Britain’s economy ended 2023 on a stronger footing than previously thought, according to a survey of businesses, amid other signs that the Bank of England’s high interest rate campaign might not trigger a recession.
With Prime Minister Rishi Sunak hoping for better economic news before an election expected later this year, Thursday’s data suggested businesses and households are weathering the storm of high inflation and borrowing costs at a 15-year peak.
The final S&P Global/CIPS UK Services Purchasing Managers’ Index (PMI) rose to 53.4 in December, showing the sector grew more strongly in December than an initial reading of 52.7 and November’s 50.9.
Expectations for future activity rose to the highest since May.
“The further rebound in December’s PMI suggests a recession should be narrowly avoided,” Gabriella Dickens, senior UK economist at Pantheon Macroeconomics, said.
“The survey, however, adds weight to our view that activity should rise gradually over the course of 2024.”
Data from the Bank of England also released on Thursday showed net borrowing by British consumers was the highest in nearly seven years in November – when retail sales leapt – and lenders approved the most mortgages since June.
Sterling rose against the dollar and the euro after the PMI and the BoE data was published. Investors continued to expect a first BoE interest rate cut in May.
A separate survey by the British Chambers of Commerce showed companies were a bit more optimistic about sales growth this year after a largely flat 2023, although they remained wary about increasing investment.
Sunak says he will get the economy growing more strongly but official data last month suggested it could already be in a mild recession – as defined by two consecutive quarters of economic contraction – after it shrank between July and September.
The opposition Labour Party, which is far ahead of Sunak’s Conservatives in opinion polls, has sought to paint itself as the best guardian of Britain’s economy.
“I’ve read that the Tories want to fight the election on this terrain….But let me tell you, what used to be their strength is now their weakness,” Labour leader Keir Starmer said in a speech on Thursday.
PAY PRESSURES REMAIN
Tim Moore, economics director at S&P Global Market Intelligence, said the PMI data showed the services sector ended 2023 on a high, helped by hopes of BoE rate cuts and a stronger world economy.
“However, many firms continued to cite challenging underlying business conditions due to the stagnating UK economy and strong pressure on margins from rising labour costs,” Moore said.
Higher wages – a worry for the BoE – helped speed up the pace of input inflation for a second month in a row despite lower transport and raw material costs.

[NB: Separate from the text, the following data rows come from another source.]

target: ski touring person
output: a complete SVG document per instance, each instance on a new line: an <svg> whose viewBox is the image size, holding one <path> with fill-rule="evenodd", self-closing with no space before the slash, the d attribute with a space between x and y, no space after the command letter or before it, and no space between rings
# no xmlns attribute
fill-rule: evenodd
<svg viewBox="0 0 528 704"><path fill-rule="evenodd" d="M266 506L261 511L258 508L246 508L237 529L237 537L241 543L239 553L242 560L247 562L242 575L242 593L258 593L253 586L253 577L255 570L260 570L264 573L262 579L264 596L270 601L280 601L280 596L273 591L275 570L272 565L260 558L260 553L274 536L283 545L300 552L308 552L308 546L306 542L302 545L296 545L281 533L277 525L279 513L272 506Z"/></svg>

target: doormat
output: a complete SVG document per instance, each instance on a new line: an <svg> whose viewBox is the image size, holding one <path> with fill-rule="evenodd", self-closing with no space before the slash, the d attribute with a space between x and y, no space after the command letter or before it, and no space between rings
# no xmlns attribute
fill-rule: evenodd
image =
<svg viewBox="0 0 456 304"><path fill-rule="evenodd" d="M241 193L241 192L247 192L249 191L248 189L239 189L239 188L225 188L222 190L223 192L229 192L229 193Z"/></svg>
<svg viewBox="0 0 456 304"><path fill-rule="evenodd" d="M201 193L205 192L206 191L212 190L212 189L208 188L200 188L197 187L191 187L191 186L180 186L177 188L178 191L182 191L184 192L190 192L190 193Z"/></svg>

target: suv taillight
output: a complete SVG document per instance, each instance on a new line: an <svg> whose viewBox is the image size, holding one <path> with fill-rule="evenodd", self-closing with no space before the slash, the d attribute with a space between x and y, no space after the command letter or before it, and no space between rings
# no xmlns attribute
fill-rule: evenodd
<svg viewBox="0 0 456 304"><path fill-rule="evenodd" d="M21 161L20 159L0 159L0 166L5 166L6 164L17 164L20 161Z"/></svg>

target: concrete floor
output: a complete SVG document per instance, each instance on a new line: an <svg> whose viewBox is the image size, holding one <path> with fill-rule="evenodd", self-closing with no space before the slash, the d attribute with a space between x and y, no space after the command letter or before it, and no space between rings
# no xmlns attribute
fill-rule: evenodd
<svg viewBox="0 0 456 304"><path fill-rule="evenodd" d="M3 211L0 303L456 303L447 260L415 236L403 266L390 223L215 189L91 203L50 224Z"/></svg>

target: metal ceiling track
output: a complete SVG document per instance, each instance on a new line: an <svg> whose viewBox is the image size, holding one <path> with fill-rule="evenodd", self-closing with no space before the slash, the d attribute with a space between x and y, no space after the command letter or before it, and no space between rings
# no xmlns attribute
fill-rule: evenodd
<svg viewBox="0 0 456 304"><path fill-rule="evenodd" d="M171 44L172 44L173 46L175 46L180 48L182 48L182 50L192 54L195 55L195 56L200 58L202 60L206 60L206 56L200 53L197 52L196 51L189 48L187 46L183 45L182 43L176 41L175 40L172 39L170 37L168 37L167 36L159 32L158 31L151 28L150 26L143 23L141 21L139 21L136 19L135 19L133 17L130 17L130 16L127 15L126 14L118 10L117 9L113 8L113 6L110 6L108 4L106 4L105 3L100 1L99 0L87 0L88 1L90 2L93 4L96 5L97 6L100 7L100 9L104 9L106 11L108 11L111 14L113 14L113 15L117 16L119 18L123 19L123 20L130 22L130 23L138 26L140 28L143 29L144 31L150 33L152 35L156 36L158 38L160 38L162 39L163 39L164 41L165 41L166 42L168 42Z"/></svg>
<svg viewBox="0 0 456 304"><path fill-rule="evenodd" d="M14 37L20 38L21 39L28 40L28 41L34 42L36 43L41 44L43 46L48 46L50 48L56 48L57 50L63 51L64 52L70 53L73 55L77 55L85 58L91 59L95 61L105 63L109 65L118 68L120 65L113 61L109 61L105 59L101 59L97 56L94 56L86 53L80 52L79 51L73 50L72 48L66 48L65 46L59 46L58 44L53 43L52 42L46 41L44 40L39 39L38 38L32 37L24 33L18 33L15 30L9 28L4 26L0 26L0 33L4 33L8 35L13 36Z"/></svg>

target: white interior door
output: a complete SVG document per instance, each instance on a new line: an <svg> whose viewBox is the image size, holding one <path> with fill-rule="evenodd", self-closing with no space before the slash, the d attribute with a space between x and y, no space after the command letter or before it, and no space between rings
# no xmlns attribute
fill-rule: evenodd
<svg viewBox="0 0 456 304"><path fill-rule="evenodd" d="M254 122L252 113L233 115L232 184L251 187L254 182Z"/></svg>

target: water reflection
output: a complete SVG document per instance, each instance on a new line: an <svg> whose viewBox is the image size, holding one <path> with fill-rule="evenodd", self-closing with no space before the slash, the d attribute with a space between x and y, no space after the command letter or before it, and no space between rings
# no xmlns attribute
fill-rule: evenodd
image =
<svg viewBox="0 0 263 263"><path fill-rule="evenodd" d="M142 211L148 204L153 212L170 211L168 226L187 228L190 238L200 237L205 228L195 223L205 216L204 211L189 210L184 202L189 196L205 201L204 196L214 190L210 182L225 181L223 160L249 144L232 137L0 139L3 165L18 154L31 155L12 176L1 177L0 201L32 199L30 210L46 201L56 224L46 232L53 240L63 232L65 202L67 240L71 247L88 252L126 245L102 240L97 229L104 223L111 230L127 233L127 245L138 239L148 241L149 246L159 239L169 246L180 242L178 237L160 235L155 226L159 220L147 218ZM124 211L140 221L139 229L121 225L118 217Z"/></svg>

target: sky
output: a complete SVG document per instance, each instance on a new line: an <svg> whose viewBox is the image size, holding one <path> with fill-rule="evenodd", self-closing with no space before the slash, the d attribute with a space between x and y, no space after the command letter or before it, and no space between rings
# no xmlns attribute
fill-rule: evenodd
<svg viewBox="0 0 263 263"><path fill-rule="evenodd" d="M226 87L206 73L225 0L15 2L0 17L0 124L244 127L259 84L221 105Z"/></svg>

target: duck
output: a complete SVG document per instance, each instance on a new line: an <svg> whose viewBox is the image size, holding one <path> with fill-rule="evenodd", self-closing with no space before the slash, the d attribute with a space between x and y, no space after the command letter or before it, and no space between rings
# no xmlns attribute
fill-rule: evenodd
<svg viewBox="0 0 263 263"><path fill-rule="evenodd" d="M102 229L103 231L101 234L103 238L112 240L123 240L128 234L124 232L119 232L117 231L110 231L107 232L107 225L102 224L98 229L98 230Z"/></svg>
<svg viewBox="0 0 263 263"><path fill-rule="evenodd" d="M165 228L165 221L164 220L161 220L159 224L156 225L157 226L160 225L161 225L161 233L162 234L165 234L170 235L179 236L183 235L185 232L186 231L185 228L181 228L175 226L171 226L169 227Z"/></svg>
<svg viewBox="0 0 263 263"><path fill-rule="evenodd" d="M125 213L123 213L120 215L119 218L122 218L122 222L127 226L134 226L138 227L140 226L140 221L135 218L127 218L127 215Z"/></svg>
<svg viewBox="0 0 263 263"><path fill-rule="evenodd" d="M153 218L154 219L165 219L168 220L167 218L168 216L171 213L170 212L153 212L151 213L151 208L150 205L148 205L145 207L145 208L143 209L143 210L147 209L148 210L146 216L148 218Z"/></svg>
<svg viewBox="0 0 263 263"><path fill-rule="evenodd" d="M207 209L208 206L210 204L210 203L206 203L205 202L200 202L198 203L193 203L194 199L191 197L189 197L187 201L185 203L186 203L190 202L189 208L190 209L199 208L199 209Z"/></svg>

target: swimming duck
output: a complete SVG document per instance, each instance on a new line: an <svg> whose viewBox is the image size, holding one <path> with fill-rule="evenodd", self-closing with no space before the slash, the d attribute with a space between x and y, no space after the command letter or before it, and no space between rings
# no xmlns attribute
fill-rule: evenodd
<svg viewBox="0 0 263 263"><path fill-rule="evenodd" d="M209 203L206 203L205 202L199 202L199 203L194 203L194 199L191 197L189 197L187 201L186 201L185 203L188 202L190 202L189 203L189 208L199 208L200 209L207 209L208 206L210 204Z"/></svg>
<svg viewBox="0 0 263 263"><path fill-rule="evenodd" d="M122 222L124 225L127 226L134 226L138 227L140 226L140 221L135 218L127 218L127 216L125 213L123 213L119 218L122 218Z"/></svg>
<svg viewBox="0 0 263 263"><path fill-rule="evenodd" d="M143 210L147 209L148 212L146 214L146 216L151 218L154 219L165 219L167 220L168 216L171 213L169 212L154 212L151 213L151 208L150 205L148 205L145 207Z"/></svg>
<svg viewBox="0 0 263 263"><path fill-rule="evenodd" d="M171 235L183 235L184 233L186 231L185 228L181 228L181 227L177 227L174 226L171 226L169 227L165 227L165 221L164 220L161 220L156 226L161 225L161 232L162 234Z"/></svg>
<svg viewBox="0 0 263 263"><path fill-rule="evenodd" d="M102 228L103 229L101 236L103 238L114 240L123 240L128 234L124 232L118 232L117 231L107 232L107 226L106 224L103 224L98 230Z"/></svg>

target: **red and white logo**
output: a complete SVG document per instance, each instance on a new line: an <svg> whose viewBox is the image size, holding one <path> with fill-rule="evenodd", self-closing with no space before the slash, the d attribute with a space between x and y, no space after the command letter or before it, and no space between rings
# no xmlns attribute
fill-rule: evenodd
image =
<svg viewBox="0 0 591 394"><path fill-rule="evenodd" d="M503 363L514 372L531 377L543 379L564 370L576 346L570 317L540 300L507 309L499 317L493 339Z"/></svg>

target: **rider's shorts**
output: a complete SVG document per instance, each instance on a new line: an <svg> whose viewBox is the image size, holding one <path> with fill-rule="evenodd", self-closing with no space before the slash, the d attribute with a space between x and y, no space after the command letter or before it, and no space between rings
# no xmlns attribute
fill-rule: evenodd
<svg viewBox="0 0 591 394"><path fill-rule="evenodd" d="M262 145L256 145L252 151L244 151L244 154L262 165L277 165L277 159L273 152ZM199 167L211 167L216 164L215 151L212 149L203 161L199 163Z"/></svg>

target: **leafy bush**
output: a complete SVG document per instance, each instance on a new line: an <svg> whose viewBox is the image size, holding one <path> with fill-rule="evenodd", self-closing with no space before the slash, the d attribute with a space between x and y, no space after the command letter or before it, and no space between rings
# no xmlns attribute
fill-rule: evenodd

In response, companies increased their prices by the most since July.
The BoE is facing calls from business leaders, worried about the economy, to cut interest rates. Investors are pricing in a first reduction in Bank Rate in May.
The composite PMI, combining the services survey with a weak reading of the manufacturing sector published on Tuesday, hit its highest since May at 52.1 in December from 50.7 in November.
Services firms saw the strongest growth in new orders in six months although export demand rose only marginally. A fall in staffing numbers represented the third drop in four months.